Midwest Grain also argues claimant is not entitled to work disability because he has demonstrated he retains the ability to perform his preinjury job, relying on Watkins v. Food Barn Stores, Inc., 23 Kan. App. 2d 837, 936 P.2d 294 (1997). Watkins is distinguishable. Here, claimant left Midwest Grain due to his injury. Watkins left his job because Food Barn went out of business.

Further, Watkins involved a different definition of work disability. The former version of K.S.A. 44-510e involved an ability test both as to jobs and wages, and Watkins is premised on that ability test.
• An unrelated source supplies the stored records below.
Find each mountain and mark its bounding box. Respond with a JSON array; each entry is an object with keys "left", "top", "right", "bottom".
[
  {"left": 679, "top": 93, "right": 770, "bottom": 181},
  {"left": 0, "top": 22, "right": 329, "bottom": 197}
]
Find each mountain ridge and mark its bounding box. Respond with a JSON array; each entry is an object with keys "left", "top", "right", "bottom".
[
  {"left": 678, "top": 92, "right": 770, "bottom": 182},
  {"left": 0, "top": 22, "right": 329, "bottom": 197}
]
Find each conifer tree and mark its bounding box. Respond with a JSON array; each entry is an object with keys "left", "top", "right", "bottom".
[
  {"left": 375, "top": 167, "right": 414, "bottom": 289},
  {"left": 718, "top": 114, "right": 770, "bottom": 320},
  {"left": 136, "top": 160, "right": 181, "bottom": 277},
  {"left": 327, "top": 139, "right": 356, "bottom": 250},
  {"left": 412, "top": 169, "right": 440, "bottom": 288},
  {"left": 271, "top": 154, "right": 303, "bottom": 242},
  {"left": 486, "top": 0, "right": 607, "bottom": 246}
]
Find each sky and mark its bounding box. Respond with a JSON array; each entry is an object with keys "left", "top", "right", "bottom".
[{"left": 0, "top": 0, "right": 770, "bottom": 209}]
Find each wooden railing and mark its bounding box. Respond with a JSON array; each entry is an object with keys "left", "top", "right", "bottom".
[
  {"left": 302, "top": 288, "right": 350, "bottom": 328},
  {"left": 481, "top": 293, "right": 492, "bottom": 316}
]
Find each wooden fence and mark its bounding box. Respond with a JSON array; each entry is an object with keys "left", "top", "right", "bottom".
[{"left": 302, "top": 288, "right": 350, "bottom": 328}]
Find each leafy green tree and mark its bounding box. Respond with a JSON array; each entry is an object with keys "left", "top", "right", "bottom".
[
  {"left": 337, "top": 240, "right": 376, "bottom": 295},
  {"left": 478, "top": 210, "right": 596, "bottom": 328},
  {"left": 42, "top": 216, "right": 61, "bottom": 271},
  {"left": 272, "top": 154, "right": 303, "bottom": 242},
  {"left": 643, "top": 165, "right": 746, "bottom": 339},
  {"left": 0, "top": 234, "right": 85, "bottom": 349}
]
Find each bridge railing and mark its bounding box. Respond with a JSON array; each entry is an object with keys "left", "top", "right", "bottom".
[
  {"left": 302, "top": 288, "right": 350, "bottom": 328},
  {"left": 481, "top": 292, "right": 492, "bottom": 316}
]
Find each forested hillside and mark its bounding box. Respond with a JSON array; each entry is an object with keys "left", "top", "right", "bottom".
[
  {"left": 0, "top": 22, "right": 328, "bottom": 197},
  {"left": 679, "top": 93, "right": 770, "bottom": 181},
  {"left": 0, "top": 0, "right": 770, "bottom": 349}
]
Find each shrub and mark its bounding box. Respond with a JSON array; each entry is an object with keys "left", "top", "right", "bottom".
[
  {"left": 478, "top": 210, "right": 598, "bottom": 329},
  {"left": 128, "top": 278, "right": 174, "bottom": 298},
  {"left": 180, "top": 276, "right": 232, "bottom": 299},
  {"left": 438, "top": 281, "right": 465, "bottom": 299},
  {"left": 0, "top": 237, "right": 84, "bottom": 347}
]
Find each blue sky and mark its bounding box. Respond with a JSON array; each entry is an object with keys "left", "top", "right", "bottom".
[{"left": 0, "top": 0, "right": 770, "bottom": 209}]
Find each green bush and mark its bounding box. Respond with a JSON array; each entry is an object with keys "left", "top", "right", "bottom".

Currently, ability or capacity to earn wages only becomes a factor when a finding is made that a good faith effort to find appropriate employment has not been made. Copeland v. Johnson Group, Inc., 26 Kan. App. 2d 803, 804, 995 P.2d 369 (1999), rev. denied 269 Kan. 931 (2000). Once a finding has been made that the claimant has established a good faith effort, the difference in pre- and post-injury wages can be based on the actual wages made. Copeland, 26 Kan. App. 2d at 804.

The Board's determination in this regard is supported by substantial competent evidence.

Affirmed.

1REPORTER'S NOTE: Previously filed as an unpublished opinion, the Supreme Court granted a motion to publish by an order dated May 1, 2001, pursuant to Rule 7.04 (1999 Kan. Ct. R. Annot. 44).